Lake: I've read a couple of books that have certainly offered a lot of evidence that he may have been. I don't think it's conclusive.
Conservative senators and pundits already were skeptical of Lake's qualifications, largely because they were critical of Clinton's foreign policies and viewed Lake as one of their key architects, and they quickly claimed that his comment was another indication that he should not be confirmed as DCI. "The Hiss case hits Lake in his blind spot," wrote Jacob Heilbrunn in The New Republic . "Lake's view of the world is rooted in moral ambiguity and ambivalence... [his] career-long penchant has been to evade unpleasant realities." Senator Richard Shelby wondered what the comment said about Lake's fitness: "What is this man's true philosophy? Where is he coming from?" asked Shelby. Lake, under attack by Republican senators on several other issues as well, asked in March 1997 that his nomination be withdrawn; while it would be inaccurate to say that his Hiss remark destroyed his chances for confirmation, the reaction demonstrated the case never has been forgotten and that a chance remark about it still may have serious consequences.
Last week, however, CNN reporter Tal Kopan found a striking admission from CIA Director John Brennan. When he first applied to join the CIA, and received his polygraph test, he was asked this standard question:
Have you ever worked with or for a group that was dedicated to overthrowing the US?
Remarking on this last week during a panel discussion at the Congressional Black Caucus Foundation’s annual conference, Brennan said: “I froze…. This was back in 1980, and I thought back to a previous election where I voted, and I voted for the Communist Party candidate.” Brennan was responding to a question about barriers to recruiting diverse candidates for the intelligence agencies, including whether past records of activism could hurt someone applying for a clearance later in life.
Brennan called his support of the Communist Party a mere “indiscretion,” and reminded his audience that the Constitution grants free speech. He then remembered that he said to himself he could either lie and the polygraph machine would “go wacko” or tell the truth and face the consequences, including possibly being rejected for employment.

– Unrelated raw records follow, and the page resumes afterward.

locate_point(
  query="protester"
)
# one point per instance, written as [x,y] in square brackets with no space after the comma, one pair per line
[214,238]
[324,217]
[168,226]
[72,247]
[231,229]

He told the audience he voted for Gus Hall because while in college he was unhappy “with the system” and saw the “need for change.”
Now a lot of people wanted change—but very few of them, perhaps 1/10th of 1 percent, supported the presidential candidate of the American Communist Party, Gus Hall. Indeed, the CPUSA at that time was dedicated to gaining support for Soviet foreign policy, with the intent of defeating the United States in the Cold War. Anyone who watches The Americans, perhaps the best drama on American television, knows this. And it was revealed long ago by Harvey Klehr and John Earl Haynes that Moscow regularly gave Hall thousands of dollars to enable the Communists in America to carry on their work.
Perhaps Brennan was saved because he was not a Communist Party member, and only supported its agenda. But it’s rather difficult to understand how Brennan was taken into the CIA, when a few years later Anthony Lake was discredited simply because he thought Hiss might be innocent. Brennan was relieved to find that “even then it recognized the importance of freedom.”